Are you what Barbara Sher describes as a scanner?
If so, know that I mean no offense by what I’m about to say in this post. I think being a scanner sounds pretty neat.
But I identify more with what Sher calls a diver, and by design, what I have to teach and model — nichification, ruling your realm, upping your addictability factor, honing in on your right people, ruthlessly editing your brand platform until it’s the strongest, most gorgeous, and most natural expression of you — tends to be more diver-oriented.
And so I think, that by nature, I’m probably not the best creative pro to support scanner-types in the way that works for them. Divers, on the other hand, love me — and the feeling is mutual.
Here’s what Sher herself says about Scanners versus Divers:
“Well, specialists aren’t Scanners, obviously. If you’re someone who is happy being completely absorbed by one field, I’ve labeled you a Diver. Some clear examples of Divers are professional musicians, scientists, mathematicians, professional chess players, athletes, business owners, and financiers. These people may ‘relax’ with a hobby, but they’re rarely passionate about anything but their field.”
There are three things I’m madly passionate about in my life: entrepreneurship, writing, and health/fitness.
But I usually don’t toggle between them well. I don’t fly over the garden of them and seed them all regularly, watering each patch in its turn. Nope.
When my business life is thriving {like right now}, my creative writing {fiction, poetry, essays} isn’t getting its due time. And my health and fitness piece? Totally off the radar for now.
Whenever I decide to get off my izzy, clean up my eating, and start working out like a fitness pro competition aspirant, my business focus tends to sliiiiide.
Balance has never been my strong suit. Whatever I’m into, I’m really into. And nothing else feels as important.
I’m not incredibly attracted to the balance doctrine, either. Every time I’ve tried to balance, I feel like I’m working against my natural rhythms. So I chase flow and intensity instead.
The Abby Kerr Ink doctrine is about going deep, but it’s about intentionally pursuing that which feels most natural to you and developing your business model, unique point of view, and brand platform around that.

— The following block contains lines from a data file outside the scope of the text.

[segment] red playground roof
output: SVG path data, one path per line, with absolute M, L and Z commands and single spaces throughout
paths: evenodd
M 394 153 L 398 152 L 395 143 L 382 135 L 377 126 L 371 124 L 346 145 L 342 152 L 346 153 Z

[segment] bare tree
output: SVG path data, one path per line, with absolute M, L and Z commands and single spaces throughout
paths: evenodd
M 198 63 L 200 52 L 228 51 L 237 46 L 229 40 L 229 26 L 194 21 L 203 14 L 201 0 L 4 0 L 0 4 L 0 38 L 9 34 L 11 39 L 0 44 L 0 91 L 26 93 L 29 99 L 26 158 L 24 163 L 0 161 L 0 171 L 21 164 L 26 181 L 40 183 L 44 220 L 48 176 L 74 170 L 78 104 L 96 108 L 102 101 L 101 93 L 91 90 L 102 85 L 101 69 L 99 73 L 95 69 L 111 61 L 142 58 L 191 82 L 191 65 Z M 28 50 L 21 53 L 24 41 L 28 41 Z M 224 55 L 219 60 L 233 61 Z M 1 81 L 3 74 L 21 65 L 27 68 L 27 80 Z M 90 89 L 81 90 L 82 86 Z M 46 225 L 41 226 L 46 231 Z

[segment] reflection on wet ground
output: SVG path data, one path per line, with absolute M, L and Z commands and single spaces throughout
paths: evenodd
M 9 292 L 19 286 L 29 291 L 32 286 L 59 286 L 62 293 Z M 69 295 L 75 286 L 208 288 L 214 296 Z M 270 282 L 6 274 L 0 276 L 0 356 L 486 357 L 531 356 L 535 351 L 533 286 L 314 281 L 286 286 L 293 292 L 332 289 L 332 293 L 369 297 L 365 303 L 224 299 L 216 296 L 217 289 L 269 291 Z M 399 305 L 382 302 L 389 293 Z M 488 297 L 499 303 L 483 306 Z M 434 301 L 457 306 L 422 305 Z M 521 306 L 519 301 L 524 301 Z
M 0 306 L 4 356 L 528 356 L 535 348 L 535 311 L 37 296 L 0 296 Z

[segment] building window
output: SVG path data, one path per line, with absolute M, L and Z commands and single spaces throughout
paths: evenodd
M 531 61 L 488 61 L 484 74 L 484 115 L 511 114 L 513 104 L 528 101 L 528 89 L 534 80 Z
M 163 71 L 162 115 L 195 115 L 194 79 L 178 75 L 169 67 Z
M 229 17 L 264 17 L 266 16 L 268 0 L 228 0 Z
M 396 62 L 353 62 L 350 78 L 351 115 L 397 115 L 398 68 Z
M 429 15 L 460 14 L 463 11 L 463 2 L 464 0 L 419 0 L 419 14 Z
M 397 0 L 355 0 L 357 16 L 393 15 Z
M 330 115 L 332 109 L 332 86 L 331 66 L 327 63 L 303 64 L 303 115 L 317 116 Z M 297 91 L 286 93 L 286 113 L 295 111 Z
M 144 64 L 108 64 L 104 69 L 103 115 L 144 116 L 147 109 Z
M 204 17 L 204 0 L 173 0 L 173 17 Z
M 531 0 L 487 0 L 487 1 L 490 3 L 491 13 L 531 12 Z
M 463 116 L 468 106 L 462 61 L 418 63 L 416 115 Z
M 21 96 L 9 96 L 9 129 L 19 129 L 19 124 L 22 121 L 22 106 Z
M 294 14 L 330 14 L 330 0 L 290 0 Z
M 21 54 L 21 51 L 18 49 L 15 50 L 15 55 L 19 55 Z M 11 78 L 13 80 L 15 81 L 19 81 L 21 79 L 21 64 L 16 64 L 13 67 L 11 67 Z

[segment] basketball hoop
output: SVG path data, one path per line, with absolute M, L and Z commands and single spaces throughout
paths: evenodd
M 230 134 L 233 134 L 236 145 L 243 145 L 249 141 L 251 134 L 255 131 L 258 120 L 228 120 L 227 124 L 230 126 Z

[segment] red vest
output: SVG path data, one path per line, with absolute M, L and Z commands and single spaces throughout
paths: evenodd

‘Natural’ to you may mean building your business around the material that lets you work from a point of flow and intensity {as it does to me}. Or it may mean building your business around what appeals to you as gentle, fun, and easy. I’m not judging your work habits or preferred creative state of mind. But I think you should seek the place where, as Danielle LaPorte says, you feel the way you want to feel in your biz life.
This is one of those ‘right people’ moments where I’m calling you out. If you know this is you, everything in you will rise up and say yes to the next thing I’m saying.
Choice is power. Refusing to choose {as Barbara Sher terms it} is a fluttery way to be in the world.
I love a client who loves to make decisions. To do your strongest work in the world, you don’t have to just ‘pick something.’ But you do have to pick you.
And this is the reason I believe my right person is more of a diver than a scanner. If I’m talking to you, grab your swimming cap. Because you and I are about to go in the deep end.
Scanners, divers, one and all: how does your focus-obsessed OR your refuse-to-choose mentality shape the way you experience yourself in your own entrepreneurial life?